As my internship goes into its final four days, and my time on Long Island into their final sixteen, it’s only normal for me to be this excited about Pittsburgh again. There are some things I’m still itching to do before that happens though. 1) A drink with the Interns. 2) Another pool & beach session with the Xanax Cats. 3) Drawing my Summer Passport entries. 4) Maybe see Nine Inch Nails a fourth time. 5) Hang out with a Slimeball. 6) Having more Vodka.

What’s Up? (3/22/14)

If you see something, say something. If you see somebody post a horrible piece of fat-shaming content on Instagram, say something about it. If you think unfollowing the person solves the problem, think again. They didn’t notice you, they don’t care about one follower, and they don’t know that there’s a problem with what they did.

I said something today, to somebody who thinks it’s okay to say “You’re fat because you’re fucking lazy” because she thinks that is the attitude that motivates people. Against my initial gut reaction, I did not tell this person to fuck off, or that they themselves were horrible.
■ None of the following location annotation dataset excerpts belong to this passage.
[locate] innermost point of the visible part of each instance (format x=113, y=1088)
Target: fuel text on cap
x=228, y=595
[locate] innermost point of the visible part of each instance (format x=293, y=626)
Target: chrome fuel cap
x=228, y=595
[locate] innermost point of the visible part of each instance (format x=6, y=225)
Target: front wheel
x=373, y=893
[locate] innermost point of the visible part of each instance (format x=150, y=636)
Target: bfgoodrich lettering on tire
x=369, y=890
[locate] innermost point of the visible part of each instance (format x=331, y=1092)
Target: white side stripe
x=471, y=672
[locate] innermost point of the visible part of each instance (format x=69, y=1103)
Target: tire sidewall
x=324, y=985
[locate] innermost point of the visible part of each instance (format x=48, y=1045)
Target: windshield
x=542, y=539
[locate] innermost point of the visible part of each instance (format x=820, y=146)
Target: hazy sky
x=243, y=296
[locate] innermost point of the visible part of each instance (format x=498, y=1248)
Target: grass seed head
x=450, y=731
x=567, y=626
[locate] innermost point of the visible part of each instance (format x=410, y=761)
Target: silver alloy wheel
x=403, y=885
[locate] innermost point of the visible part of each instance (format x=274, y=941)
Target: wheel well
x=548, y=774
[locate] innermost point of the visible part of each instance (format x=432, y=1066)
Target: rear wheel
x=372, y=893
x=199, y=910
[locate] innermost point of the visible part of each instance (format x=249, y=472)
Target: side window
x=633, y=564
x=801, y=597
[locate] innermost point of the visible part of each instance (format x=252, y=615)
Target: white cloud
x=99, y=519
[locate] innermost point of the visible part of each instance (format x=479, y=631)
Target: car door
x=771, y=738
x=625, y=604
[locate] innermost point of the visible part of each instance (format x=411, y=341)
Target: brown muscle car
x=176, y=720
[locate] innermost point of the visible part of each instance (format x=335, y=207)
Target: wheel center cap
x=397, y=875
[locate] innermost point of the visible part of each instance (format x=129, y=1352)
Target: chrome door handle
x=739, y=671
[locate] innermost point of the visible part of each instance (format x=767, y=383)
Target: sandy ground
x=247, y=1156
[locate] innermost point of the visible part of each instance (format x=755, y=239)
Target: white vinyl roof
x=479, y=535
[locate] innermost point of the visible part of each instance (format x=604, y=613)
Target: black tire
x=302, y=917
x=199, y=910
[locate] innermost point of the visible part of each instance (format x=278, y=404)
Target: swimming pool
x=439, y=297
I tried to take the route of letting them know that I was upset by it, and that it was basically morally wrong for the person to say such a thing.

She took the route of “You don’t know me,” insisting that everyone is entitled or “untitled” as she put it, to their own opinions.

Sam Harris proposes that science can tell us something about morality, and that scientifically, there are ideal morals to follow that would lead to the greatest human happiness. Since there are ideal moral codes, there also exist, harmful ones. Hence, there’s no reason to equate the morality of different types of world views: there’s no reason to respect say, the Taliban’s views on how you should treat women, because scientifically, they don’t create human happiness. That’s a fact you can prove.

As you shouldn’t listen to the Taliban’s views on how to treat women, you should likewise not look to fat shaming as an okay moral stance or “opinion” to be entitled to. It’s factually, scientifically, immoral; it hurts people, and so I argue – no, you’re not entitled to your opinions if they hurt people.

On Eating Clean

They say addicts have to hit rock bottom before they seek help, or seriously try to get clean. Can the same be said for those of us who eat poorly? The physical and emotional pain experienced just after eating Five Guys was just so overwhelming today, I feel like I should never go back, I feel like getting clean. I need fruit, vegetables, and water as soon as possible.

A bag of iceberg lettuce, and apples sits in the fridge at home. The time is 4PM, I’ve been awake since 11 AM and I haven’t had time to eat yet. Surrendering to a hunger, and need for a quick meal, I stopped at Five Guys. How many times over the last three years at Pitt does this make it? The hamburger itself was delicious as always and inspired no great guilt, yet when faced with a greasy paper bag of fries, I started to break down.

Physically, I feel bloated, full, big. Like I could throw up. Emotionally, lonely, tired, stuck. Full of regret, wishing I hadn’t done that to myself. Over an hour after finishing, the pain hasn’t gone away. Burping, remembering the taste of onions and pickles, smelling of fast food, feeling oily.

This person is at odds with the person who, on Tuesday, pulled himself together, got to the gym, and rowed. I mean, my goodness, how could these be two sides to the same coin? Why don’t I eat clean from now on? Look at what I did to myself by eating Five Guys, could you imagine how much better I’d feel if I just walked another block and got myself to Panera Bread? No more, period. This is cold turkey quitting, starting today, no more Five Guys.